Grounding DINO 1.5

IDEA Research's Most Capable Open-World Object Detection Model Series.

The project provides examples for using the models, which are hosted on DeepDataSpace.

✨ First-Time Application: If you are interested in our project and wish to try our algorithm, you will need to apply for the corresponding API Token through our request API token website for your first attempt.

📌 Request Additional Token Quotas: If you find our project helpful and need more API token quotas, you can request additional tokens by filling out this form. Our team will review your request and allocate more tokens for your use in one or two days. You can also apply for more tokens by sending us an email.

Grounding.DINO.1.5.Pro.mp4

Introduction

We introduce Grounding DINO 1.5, a suite of advanced open-set object detection models developed by IDEA Research, which aims to advanced the "Edge" of open-set object detection. The suite encompasses two models:

Grounding DINO 1.5 Pro: Our most capable model for open-set object detection, which is designed for stronger generalization capability across a wide range of scenarios.
Grounding DINO 1.5 Edge: Our most efficient model for edge computing scenarios, which is optimized for faster speed demanded in many applications requiring edge deployment.

Note: We use "edge" for its dual meaning both as in pushing the boundaries and as in running on edge devices.

Model Framework

The overall framework of Grounding DINO 1.5 is as the following image:

Grounding DINO 1.5 Pro preserves the core architecture of Grounding DINO which employs a deep early fusion architecture.

Performance

Side-by-Side Performance Comparison with Grounding DINO

Zero-Shot Transfer Results of Grounding DINO 1.5 Pro

Model	COCO ^{^{(AP box)}}	LVIS-minival ^{^{(AP all)}}	LVIS-minival ^{^{(AP rare)}}	LVIS-val ^{^{(AP all)}}	LVIS-val ^{^{(AP rare)}}	ODinW35 ^{^{(AP avg)}}	ODinW13 ^{^{(AP avg)}}
Other Best Open-Set Model	53.4 ^{^{(OmDet-Turbo)}}	47.6 ^{^{(T-Rex2 visual)}}	45.4 ^{^{(T-Rex2 visual)}}	45.3 ^{^{(T-Rex2 visual)}}	43.8 ^{^{(T-Rex2 visual)}}	30.1 ^{^{(OmDet-Turbo)}}	59.8 ^{^(APE-B)}
DetCLIPv3	-	48.8	49.9	41.4	41.4	-	-
Grounding DINO	52.5	27.4	18.1	-	-	26.1	56.9
T-Rex2 (text)	52.2	54.9	49.2	45.8	42.7	22.0	-
Grounding DINO 1.5 Pro	54.3	55.7	56.1	47.6	44.6	30.2	58.7

Grounding DINO 1.5 Pro achieves SOTA performance on COCO, LVIS-minival, LVIS-val, and ODinW35 zero-shot transfer benchmarks.

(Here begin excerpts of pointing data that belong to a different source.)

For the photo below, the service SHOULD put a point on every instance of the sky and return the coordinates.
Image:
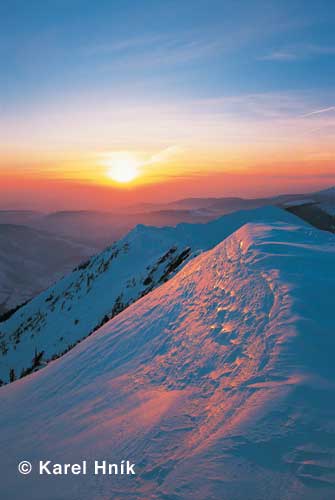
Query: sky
(200, 98)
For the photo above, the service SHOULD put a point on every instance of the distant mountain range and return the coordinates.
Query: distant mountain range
(31, 260)
(102, 287)
(83, 233)
(217, 384)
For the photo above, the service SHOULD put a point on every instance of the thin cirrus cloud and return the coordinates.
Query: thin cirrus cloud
(320, 111)
(155, 50)
(298, 52)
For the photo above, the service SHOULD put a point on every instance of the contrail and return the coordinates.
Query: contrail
(320, 111)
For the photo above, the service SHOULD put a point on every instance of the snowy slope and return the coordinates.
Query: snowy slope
(219, 384)
(31, 260)
(78, 304)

Fine-tuning Results on Downstream Datasets

Model	LVIS-minival ^{^{(AP all)}}	LVIS-minival ^{^{(AP rare)}}	LVIS-val ^{^{(AP all)}}	LVIS-val ^{^{(AP rare)}}	ODinW35 ^{^{(AP avg)}}	ODinW13 ^{^{(AP avg)}}
GLIP	-	-	-	-	-	68.9
GLEE-Pro	-	-	-	-	-	69.0
GLIPv2	59.8	-	-	-	-	70.4
OWL-ST + FT †	54.4	46.1	49.4	44.6	-	-
DetCLIPv2	58.3	60.1	53.1	49.0	-	70.4
DetCLIPv3	60.5	60.7	-	-	-	72.1
DetCLIPv3 †	60.8	56.7	54.1	45.8	-	-
Grounding DINO 1.5 Pro (zero-shot)	55.7	56.1	47.6	44.6	30.2	58.7
Grounding DINO 1.5 Pro	68.1	68.7	63.5	64.0	70.6	72.4

† indicates results of fine-tuning with LVIS base categories only.

API Usage

1. Installation

pip install -v -e .

2. Request API from DeepDataSpace

Refer to the DeepDataSpace for API keys: https://deepdataspace.com/request_api

3. Runing demo code

python demo/demo.py --token <API_TOKEN>

4. Online Grdio demo

python gradio_app.py --token <API_TOKEN>

Case Analysis and Qualitative Visualization

Common Object Detection

Long-tailed Object Detection

Short Caption Grounding

Long Caption Grounding

Dense Object Detection

Video Object Detection

Advanced Object Detection on Edge Devices

Related Work

Grounding DINO: Strong open-set object detection model.
Grounded-Segment-Anything: Open-set detection and segmentation model by combining Grounding DINO with SAM.
T-Rex/T-Rex2: Generic open-set detection model supporting both text and visual prompts.

LICENSE

Grounding DINO 1.5 API License

Grounding DINO 1.5 is released under the Apache 2.0 license. Please see the LICENSE file for more information.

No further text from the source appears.